Western Mountains and High Plains

July, 2011
Regional Report

Be Patient with Peppers

Peppers and tomatoes can be fussy when temperatures get over 90 degrees. They will often stop setting fruit. Be patient and keep watering deeply. Mulch to keep soil moisture uniform around the plants.

Plant for a Fall Crop

Now is the time to plant more beets, bush beans, kale, collards, leaf lettuce, radishes, turnips, chard, and spinach for a fall harvest. These vegetables do well as the temperatures cool and have plenty of time to mature for fresh eating.

Wage Biological Warfare

Dust or spray Bt (Bacillus thuringiensis) if you see signs of attack from tomato hornworms or cabbageworms on cabbage. broccoli, and cauliflower.
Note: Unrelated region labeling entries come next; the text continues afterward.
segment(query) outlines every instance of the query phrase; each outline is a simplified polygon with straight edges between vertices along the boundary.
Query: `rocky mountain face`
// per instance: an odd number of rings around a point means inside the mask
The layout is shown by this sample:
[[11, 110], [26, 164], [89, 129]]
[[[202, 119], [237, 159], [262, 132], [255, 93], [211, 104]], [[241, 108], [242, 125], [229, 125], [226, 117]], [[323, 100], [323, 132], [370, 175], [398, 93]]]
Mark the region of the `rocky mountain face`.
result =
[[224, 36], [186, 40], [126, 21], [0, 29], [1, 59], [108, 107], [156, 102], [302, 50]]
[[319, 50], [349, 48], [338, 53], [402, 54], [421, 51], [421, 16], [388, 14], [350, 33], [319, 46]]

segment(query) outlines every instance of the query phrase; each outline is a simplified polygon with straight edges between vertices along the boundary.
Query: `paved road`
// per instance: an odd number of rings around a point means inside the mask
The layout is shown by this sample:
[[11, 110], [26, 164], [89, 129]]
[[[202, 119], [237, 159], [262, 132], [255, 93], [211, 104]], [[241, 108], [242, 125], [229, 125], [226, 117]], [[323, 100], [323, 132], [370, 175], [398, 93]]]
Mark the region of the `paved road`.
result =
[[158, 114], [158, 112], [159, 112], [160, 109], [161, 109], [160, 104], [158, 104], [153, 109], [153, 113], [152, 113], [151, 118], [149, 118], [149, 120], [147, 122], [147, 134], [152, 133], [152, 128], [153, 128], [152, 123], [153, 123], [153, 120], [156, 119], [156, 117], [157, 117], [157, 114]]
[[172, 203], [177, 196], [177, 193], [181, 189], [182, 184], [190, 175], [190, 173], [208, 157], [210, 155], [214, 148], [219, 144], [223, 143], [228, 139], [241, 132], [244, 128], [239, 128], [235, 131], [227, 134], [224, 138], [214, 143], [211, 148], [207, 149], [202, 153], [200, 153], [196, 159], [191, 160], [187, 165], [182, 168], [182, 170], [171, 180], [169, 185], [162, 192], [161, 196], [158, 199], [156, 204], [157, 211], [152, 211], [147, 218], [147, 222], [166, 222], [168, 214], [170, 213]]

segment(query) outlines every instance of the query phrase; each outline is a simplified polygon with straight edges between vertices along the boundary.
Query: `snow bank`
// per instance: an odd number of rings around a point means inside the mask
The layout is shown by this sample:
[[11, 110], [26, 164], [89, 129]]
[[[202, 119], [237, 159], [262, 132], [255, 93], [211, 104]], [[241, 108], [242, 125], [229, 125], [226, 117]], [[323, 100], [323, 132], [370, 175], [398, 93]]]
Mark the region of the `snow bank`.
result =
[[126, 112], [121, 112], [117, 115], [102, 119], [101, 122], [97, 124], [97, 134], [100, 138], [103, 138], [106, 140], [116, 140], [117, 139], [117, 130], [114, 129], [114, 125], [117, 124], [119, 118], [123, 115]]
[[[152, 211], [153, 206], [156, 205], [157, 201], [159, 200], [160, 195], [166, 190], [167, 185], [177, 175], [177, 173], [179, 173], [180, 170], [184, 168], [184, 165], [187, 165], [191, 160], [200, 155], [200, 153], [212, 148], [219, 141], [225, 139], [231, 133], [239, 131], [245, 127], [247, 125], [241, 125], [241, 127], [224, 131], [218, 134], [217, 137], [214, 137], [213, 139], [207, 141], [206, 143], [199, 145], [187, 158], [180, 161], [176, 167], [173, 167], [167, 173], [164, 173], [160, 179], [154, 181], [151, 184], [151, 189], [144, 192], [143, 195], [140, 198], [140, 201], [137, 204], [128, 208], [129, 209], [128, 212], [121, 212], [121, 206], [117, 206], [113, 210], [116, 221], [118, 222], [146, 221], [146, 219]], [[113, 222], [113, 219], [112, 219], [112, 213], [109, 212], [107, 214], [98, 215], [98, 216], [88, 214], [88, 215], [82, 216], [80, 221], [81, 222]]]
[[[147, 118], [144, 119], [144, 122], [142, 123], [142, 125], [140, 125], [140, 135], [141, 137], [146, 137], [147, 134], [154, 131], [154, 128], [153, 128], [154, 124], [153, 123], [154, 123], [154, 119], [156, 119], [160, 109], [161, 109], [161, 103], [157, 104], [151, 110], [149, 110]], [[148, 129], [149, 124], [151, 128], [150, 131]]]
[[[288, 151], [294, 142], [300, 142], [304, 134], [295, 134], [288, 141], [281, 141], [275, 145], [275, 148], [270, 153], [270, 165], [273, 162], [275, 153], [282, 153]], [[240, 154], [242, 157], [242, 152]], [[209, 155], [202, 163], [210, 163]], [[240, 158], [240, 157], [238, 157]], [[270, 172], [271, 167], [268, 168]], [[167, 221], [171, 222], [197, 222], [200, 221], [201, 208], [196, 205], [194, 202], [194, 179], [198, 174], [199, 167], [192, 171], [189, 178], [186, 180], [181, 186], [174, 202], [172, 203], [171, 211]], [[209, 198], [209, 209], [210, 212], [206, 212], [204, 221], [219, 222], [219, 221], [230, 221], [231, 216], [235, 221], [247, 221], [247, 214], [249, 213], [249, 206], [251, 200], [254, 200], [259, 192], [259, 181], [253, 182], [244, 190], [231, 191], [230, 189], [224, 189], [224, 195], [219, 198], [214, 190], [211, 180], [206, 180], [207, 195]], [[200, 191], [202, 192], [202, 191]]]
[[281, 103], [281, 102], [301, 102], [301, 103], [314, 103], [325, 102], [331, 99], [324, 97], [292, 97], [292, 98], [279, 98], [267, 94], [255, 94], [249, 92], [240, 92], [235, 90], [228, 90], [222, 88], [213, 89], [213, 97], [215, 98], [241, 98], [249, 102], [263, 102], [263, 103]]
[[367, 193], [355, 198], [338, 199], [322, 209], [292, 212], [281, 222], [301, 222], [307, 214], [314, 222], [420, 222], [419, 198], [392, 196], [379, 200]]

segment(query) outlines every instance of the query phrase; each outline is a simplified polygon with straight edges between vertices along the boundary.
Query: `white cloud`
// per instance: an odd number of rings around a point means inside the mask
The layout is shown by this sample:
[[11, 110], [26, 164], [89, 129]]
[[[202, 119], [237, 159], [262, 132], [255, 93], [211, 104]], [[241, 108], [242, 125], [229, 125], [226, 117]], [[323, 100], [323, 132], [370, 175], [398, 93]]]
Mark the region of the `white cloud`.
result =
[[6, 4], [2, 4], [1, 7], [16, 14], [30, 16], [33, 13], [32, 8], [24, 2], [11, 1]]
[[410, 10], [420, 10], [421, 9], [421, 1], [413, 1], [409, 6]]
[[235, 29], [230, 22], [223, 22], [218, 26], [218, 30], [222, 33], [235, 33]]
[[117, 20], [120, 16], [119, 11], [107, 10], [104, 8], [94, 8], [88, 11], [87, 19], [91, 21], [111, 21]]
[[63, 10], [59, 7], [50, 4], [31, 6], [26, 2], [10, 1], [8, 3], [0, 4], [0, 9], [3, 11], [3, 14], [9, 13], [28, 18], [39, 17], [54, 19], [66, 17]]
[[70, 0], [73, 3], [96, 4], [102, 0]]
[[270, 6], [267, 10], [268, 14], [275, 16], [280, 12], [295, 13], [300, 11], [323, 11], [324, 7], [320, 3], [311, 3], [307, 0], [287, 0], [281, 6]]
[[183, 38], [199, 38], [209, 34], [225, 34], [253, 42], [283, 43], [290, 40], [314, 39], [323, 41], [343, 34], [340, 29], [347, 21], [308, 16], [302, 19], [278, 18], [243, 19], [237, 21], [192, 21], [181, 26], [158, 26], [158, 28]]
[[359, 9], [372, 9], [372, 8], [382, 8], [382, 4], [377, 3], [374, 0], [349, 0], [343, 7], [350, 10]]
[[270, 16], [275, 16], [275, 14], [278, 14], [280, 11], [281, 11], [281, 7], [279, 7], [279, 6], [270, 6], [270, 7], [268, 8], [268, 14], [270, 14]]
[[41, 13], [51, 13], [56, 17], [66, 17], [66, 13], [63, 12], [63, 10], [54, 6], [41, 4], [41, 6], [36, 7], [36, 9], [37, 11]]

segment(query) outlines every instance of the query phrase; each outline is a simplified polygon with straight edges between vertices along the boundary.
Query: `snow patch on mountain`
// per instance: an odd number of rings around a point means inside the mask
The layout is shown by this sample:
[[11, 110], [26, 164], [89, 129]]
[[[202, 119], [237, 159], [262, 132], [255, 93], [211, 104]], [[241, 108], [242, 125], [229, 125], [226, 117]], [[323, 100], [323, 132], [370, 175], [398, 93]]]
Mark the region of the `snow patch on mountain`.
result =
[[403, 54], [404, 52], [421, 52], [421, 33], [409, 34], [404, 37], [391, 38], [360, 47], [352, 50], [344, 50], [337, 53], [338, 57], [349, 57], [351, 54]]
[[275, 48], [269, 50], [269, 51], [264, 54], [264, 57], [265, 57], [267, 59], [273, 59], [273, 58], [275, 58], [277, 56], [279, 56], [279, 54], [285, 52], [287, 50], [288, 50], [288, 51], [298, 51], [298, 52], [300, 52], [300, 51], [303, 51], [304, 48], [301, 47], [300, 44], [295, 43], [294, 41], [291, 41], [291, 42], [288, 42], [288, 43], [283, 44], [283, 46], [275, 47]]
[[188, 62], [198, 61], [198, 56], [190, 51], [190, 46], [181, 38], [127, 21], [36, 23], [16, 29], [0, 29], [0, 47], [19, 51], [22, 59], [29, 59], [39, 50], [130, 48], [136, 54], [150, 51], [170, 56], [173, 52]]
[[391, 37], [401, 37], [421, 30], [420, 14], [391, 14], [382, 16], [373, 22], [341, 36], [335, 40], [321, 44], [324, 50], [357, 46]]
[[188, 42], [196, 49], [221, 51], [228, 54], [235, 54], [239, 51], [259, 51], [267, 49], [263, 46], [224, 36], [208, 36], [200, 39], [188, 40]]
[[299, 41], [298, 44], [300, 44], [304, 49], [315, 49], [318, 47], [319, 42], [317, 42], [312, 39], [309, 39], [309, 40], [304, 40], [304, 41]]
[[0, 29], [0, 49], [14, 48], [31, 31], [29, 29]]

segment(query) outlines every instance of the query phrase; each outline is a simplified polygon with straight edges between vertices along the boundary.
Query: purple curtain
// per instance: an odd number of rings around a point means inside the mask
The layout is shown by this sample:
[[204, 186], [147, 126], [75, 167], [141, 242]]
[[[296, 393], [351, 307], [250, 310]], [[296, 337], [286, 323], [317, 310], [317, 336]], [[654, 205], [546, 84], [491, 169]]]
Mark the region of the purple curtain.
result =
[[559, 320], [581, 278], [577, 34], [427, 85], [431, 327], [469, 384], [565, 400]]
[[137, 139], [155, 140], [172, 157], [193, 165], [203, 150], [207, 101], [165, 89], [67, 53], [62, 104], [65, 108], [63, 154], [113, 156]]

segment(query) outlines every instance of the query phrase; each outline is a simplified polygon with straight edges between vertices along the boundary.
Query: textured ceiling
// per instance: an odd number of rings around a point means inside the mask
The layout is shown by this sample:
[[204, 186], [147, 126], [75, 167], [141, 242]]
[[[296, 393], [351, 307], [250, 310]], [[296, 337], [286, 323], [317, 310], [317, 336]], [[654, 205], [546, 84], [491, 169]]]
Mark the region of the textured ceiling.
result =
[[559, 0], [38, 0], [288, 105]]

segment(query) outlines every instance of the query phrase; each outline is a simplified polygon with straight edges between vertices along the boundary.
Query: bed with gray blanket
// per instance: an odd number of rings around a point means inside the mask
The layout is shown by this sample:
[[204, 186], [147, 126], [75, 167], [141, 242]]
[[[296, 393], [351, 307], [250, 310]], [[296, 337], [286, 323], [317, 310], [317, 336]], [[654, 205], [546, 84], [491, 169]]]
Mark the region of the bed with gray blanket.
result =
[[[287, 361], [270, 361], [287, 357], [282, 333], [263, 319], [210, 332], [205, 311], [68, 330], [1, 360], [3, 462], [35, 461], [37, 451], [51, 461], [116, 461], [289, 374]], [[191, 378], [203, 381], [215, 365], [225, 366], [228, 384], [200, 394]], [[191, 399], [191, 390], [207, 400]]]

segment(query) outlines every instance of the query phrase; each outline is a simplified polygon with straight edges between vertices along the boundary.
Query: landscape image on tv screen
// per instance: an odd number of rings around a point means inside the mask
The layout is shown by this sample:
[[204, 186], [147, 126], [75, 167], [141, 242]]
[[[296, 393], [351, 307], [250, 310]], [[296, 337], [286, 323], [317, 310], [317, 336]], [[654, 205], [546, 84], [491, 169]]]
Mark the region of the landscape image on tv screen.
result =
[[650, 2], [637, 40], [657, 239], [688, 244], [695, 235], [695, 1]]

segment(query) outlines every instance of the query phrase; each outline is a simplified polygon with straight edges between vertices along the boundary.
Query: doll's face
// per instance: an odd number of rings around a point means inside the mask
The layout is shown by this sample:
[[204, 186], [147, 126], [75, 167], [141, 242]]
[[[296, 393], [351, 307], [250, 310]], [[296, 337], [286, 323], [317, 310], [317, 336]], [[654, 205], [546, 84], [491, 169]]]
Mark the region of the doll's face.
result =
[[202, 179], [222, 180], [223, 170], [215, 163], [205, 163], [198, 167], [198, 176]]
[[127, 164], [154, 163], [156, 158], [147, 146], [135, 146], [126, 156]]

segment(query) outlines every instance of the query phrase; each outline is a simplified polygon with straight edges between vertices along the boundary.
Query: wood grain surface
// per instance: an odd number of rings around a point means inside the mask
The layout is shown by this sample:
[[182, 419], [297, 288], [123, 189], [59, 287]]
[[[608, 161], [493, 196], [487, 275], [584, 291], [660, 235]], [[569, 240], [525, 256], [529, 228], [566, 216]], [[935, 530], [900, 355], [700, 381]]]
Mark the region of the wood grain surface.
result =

This is lethal to these caterpillars but does not harm the beneficial insects in your garden. It works best when applied while caterpillars are small.

Handpick Bean Beetles

To control an infestation of Mexican bean beetles, handpick these tiny beetles from the bean foliage. You can easily squash the spiny, yellowish larvae found underneath the leaves. Or if you prefer, drop the larvae and adult beetles into a pail of soapy water.

Keep Weeds at Bay

Don't let up on the battle of weeds. Try to prevent growing weeds from developing seed heads. Even the task of breaking off flower heads will help reduce future invasions of weeds next year. Dig and hand pull weeds after a good rain or deep irrigation.